Brief Thoughts on the 2017 NCAA Championships
What a weekend!
The NCAA Rifle Championships concluded on Saturday with an exciting air rifle final. The top eight competitors in the co-ed air rifle competition were all ladies, which is the first time I can ever recall that happening (granted, I am not a NCAA rifle historian). On Friday, five out of eight finalists were women, and those five ladies rounded out the top five after all shots were fired. That is such an exciting thing for me - the shooting sports taught me plenty of lessons in confidence and equality regardless of gender, size, or physical gifts. I am thrilled that women are performing so well at this level of competition.
Ohio State hosted the matches in their field house, allowing for a bigger audience than would fit in their range. West Virginia University's Rifle Team dominated the competition, winning both team titles and the #1 and #2 spots in both the smallbore and air rifle championships. In smallbore Ginny Thrasher was second to her freshman teammate Morgan Phillips, and in air rifle Morgan Phillips was second to her teammate and fellow freshman Milica Babic (en engineering major!).
Since the NCAA smallbore and air rifle titles went to a female shooter again this year (Ginny Thrasher won both titles last year in an unprecedented freshman sweep), I decided to update my NCAA rifle "gender equality" data visualization. This bar graph shows NCAA champions by gender and rifle type. While I tend to get excited about the fact that women have nearly as many titles as men, I think the main point is that there is little difference between the genders in this sport.

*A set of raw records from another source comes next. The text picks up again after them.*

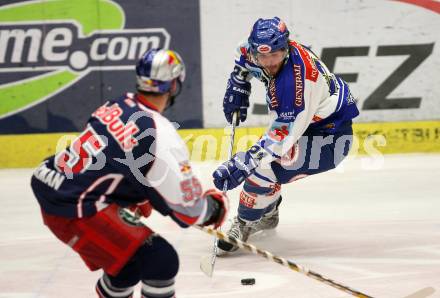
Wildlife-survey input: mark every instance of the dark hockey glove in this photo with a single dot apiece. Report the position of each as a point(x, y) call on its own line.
point(142, 209)
point(236, 98)
point(218, 207)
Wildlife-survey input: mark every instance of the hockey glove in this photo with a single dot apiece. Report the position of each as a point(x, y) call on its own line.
point(238, 168)
point(217, 208)
point(236, 98)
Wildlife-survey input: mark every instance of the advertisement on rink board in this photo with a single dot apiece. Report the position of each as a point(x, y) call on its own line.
point(61, 59)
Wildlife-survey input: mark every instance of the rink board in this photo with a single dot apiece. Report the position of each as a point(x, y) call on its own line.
point(17, 151)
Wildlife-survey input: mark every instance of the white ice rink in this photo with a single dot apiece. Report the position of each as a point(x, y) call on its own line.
point(373, 227)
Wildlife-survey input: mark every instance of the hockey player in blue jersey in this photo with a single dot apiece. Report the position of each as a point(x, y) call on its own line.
point(128, 156)
point(311, 113)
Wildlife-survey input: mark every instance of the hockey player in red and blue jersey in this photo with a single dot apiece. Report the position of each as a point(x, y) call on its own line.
point(311, 113)
point(128, 156)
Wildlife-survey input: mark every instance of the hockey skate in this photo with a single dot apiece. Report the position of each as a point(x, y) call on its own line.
point(242, 229)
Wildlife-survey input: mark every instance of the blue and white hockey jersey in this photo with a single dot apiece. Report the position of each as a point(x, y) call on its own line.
point(303, 95)
point(128, 153)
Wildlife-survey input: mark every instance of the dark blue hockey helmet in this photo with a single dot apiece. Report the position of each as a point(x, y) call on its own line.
point(156, 70)
point(268, 35)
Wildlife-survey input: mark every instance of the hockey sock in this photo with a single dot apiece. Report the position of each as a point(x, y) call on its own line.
point(158, 288)
point(106, 290)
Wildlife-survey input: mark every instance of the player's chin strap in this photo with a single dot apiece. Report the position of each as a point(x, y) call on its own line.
point(268, 255)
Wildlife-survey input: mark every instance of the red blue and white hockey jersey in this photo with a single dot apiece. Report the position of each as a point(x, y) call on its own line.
point(304, 94)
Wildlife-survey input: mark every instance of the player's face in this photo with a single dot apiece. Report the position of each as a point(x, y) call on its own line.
point(272, 62)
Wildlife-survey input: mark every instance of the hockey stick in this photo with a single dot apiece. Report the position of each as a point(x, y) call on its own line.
point(207, 263)
point(284, 262)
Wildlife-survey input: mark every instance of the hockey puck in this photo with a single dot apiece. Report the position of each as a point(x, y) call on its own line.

While men and women compete separately on an international level, in the US for the most part matches are open to anyone and awards are given to the best shooter, period.
Though the end of the championships means the end of the NCAA season, I can't say I've ever been more excited about the results. I can't wait to see how the sport of rifle continues to evolve as the next generation of shooters continues to push for perfection.